Melbourne's Anne Edmonds, who this year toured behind You Know What I'm Like!, is perceived as a 'newcomer' - although she broke through in 2010 as a national finalist in the RAW Comedy competition and has performed at Edinburgh Festival Fringe. "I think 'newcomer' is appropriate, still," Edmonds demurs, "because comedy just takes so long to get good at (laughs) - like Louis CK, for example, has been doing it for 20 years in America. It can take a long time." Edmonds, a former country muso, came into comedy in her late 20s.
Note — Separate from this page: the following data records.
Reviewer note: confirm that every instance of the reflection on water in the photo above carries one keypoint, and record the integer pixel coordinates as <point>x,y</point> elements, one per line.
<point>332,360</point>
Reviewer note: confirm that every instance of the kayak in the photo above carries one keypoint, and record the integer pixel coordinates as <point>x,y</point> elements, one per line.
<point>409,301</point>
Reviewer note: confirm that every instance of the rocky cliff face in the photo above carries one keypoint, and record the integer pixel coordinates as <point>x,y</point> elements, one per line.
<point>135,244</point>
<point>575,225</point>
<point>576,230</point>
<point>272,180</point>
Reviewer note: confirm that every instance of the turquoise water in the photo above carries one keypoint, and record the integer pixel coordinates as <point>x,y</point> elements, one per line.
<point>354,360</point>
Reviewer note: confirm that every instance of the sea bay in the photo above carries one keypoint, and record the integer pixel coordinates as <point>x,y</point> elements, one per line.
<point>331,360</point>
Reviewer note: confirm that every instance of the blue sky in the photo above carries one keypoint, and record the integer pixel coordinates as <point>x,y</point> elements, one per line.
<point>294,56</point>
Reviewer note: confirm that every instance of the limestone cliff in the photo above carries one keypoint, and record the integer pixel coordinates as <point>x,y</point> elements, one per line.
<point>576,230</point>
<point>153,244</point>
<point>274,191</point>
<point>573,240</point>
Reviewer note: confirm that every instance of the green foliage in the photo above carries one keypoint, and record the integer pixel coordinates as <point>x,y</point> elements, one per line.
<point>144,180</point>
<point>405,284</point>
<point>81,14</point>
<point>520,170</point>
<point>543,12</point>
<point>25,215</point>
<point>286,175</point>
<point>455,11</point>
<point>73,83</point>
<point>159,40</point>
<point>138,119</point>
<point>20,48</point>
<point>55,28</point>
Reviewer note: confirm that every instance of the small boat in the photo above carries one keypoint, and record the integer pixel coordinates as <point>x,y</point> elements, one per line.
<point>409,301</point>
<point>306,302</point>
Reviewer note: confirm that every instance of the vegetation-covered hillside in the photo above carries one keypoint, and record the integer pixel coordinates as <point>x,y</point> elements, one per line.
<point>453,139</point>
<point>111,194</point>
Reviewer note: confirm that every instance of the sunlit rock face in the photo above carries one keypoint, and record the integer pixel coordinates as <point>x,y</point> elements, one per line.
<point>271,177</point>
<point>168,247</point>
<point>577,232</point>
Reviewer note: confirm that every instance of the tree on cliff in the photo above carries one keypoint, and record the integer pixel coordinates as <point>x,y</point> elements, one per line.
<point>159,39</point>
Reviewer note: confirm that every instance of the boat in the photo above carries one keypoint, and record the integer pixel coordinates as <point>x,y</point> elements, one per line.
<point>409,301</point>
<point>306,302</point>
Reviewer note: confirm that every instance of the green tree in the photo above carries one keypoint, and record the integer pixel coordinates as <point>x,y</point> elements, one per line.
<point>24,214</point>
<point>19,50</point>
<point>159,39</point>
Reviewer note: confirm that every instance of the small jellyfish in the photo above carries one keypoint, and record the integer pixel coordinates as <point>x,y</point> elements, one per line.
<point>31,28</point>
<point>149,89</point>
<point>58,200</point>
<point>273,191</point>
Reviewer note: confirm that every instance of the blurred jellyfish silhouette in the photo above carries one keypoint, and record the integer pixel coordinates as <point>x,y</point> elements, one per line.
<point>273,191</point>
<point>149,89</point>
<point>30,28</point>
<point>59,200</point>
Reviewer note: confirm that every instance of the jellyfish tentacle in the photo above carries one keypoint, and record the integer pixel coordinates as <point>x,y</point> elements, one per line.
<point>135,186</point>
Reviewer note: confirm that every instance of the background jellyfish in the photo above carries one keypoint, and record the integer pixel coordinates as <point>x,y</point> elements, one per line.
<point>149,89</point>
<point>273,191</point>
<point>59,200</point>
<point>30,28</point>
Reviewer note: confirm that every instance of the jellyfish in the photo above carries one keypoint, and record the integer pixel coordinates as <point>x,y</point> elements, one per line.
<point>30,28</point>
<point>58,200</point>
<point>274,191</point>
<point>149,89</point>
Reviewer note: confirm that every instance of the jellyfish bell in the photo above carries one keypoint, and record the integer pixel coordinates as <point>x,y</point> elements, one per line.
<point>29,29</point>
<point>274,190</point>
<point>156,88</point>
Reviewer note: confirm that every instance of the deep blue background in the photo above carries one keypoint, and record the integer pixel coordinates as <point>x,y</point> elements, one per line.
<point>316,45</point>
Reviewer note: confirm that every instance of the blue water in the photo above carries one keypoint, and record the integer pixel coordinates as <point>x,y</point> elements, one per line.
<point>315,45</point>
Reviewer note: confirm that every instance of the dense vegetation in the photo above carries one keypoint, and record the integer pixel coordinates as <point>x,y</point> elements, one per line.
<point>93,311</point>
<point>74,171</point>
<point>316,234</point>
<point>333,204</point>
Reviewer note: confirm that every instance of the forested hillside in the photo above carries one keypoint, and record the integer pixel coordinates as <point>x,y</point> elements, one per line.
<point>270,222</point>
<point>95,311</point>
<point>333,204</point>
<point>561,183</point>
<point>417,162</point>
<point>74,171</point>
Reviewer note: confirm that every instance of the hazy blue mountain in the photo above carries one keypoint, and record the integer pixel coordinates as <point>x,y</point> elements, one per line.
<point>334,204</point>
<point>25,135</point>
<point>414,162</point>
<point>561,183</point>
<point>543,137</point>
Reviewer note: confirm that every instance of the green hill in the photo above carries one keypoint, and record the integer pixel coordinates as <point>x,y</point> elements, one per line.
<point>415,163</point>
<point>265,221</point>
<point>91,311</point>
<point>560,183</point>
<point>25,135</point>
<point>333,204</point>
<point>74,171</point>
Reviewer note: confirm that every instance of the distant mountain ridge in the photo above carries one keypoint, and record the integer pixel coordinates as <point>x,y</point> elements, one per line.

While living in Darwin, she threw herself into sketches with the ABC's online Tough At The Top - Edmonds' 2008 mockumentary video Raylene The Racist "went viral". On returning to Melbourne, she began stand-up. These days Edmonds features characters in her shows, but also plucks her trademark banjo. Edmonds may have an affinity with the outback, but she deems remote audiences "tough". "In the comedy scene, the comics at my level who started out with me, I don't find any division between me and them. I don't find that [sexist] attitude coming from them - which is a good sign. It hopefully means that this next generation isn't thinking that way. But I still find when you go out on regional tours, [the audiences are] tougher - you're often the only female act. It still can be quite tough out there for them to accept you." Like Buttle, Edmonds has acted in It's A Date. "I'm developing something at the moment for TV - so I'm working flat out on that!"